Reports also suggest that with the advent of later pub opening hours, the smoking ban, student tuition fees and the squeeze that a lot people have been feeling since the recession, people are finding different ways and different places to go out.
The recent survey of 2,000 UK adults for Kirstie Allsopp’s craft event reveals the state of the nation showing almost 70% of people craft to save money with one in five wishing they also sold the crafts they make. Etsy has also recently revealed that almost 10 per cent of their sellers made their living from selling products on the site, with up to 25 per cent using crafts as a source for a second or third income*.
The survey also reveals that from all of the crafts listed the top 3 crafting skills men would like to have (in order)include painting, drawing and glass etching, whereas sewing topped the list for women with painting coming second and then knitting third.
The research also found that craft entrepreneurs come from the millennial age range with a third of those aged 25-30 selling their own creations.
The Handmade Fair, which is sponsored by Hobbycraft, asked those surveyed why they craft - almost 75% admitted they found crafting relaxing, a reason which has fuelled the trend for adult colouring books and resulted in an increase of over 374% in adult colouring books at Hobbycraft.

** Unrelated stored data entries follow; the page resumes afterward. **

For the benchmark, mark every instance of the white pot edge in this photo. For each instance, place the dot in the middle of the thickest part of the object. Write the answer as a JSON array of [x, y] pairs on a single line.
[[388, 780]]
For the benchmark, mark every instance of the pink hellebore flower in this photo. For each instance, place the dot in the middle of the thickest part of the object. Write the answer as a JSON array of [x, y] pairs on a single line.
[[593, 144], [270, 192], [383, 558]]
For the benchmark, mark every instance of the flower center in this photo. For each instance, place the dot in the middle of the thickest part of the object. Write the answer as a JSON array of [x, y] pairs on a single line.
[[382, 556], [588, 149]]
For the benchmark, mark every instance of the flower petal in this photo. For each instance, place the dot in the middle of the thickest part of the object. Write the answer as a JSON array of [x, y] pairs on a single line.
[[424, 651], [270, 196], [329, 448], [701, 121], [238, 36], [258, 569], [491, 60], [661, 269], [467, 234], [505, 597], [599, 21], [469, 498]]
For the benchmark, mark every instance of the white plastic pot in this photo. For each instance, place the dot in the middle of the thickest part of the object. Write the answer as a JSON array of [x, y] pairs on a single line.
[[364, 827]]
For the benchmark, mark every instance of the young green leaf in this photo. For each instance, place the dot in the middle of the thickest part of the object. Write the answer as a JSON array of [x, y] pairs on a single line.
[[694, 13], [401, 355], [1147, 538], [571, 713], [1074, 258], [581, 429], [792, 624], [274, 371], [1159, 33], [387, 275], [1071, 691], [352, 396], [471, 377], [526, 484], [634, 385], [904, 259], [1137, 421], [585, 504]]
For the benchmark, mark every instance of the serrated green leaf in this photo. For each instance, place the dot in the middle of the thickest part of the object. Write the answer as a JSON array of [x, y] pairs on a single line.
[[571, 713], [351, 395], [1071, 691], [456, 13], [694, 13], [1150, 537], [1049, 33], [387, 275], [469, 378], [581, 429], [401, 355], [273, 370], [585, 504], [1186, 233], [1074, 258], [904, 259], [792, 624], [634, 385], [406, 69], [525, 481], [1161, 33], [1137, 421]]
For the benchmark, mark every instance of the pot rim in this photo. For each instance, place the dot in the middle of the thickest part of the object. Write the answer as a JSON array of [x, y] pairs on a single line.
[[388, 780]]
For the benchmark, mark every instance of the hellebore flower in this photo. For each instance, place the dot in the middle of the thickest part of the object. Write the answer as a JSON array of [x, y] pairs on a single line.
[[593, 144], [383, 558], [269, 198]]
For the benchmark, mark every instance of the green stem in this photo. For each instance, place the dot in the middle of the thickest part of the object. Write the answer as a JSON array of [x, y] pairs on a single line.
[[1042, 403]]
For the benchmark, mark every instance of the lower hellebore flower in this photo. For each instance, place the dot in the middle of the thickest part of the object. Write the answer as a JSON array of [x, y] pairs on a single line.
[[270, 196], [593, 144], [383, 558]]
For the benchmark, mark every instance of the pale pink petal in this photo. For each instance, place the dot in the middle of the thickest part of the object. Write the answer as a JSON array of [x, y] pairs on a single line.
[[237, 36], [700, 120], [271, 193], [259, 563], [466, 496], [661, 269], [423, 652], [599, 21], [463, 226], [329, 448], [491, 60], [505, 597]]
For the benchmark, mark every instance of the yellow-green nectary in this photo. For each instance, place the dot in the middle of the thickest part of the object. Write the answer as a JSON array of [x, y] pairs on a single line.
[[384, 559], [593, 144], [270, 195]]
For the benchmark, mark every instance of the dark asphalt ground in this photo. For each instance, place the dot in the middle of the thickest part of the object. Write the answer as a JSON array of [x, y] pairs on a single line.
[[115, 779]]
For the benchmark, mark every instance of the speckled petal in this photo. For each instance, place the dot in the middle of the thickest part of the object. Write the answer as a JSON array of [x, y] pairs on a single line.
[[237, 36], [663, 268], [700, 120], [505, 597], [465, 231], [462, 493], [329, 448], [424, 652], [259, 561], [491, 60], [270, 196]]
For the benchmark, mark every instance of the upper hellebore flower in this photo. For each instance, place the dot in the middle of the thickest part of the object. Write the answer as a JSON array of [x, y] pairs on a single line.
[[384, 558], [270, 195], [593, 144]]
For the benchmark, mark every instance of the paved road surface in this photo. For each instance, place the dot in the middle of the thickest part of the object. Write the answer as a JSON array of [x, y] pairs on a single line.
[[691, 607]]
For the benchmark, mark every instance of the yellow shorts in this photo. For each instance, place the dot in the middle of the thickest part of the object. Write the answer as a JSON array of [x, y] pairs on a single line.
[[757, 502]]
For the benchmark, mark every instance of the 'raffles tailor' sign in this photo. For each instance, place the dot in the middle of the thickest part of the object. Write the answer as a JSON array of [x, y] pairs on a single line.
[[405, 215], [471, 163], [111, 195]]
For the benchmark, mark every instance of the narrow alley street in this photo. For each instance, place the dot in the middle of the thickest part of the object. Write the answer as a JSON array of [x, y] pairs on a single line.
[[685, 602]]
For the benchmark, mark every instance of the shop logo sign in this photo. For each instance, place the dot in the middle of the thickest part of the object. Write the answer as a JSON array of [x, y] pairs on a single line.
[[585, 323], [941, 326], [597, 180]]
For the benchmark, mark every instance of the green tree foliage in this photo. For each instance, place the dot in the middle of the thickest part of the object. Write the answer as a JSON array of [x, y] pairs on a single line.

The other top answers for why people craft include; it helps them out financially, helps them focus, and increases confidence.
The Handmade Fair goes on to reveal that eight in ten think that crafting
should be compulsory for school children: currently crafts such as sewing
are not part of the government’s national curriculum, with obligatory
sewing lessons removed from school in the 1970s.
This move has resulted in one in five adults wishing that they had the necessary skills to sew. Currently just eight in ten people aged between 18-25 can do basic sewing such as sewing on a button. This is compared to 97 per cent of those aged 55 and over, proving that compulsory sewing lessons at school has helped skill up the older generation.
Kirstie Allsopp, the Queen of Handmade, whose craft fair returns for a second year this autumn comments, “It’s really interesting to look at how the nation is reacting to the growing craft trend, millennials shunning the night clubs, and adults are colouring in.
“Whether it’s to relax or make a living there really is something for everyone to do and that’s what makes crafting so great.
“Crafting should be for everyone and I do feel that kids are missing
out by not learning the basic skills they need while they are at school.
Not only does it help develop their creative side, but it will provide them
with important skills that will help them later on in life.”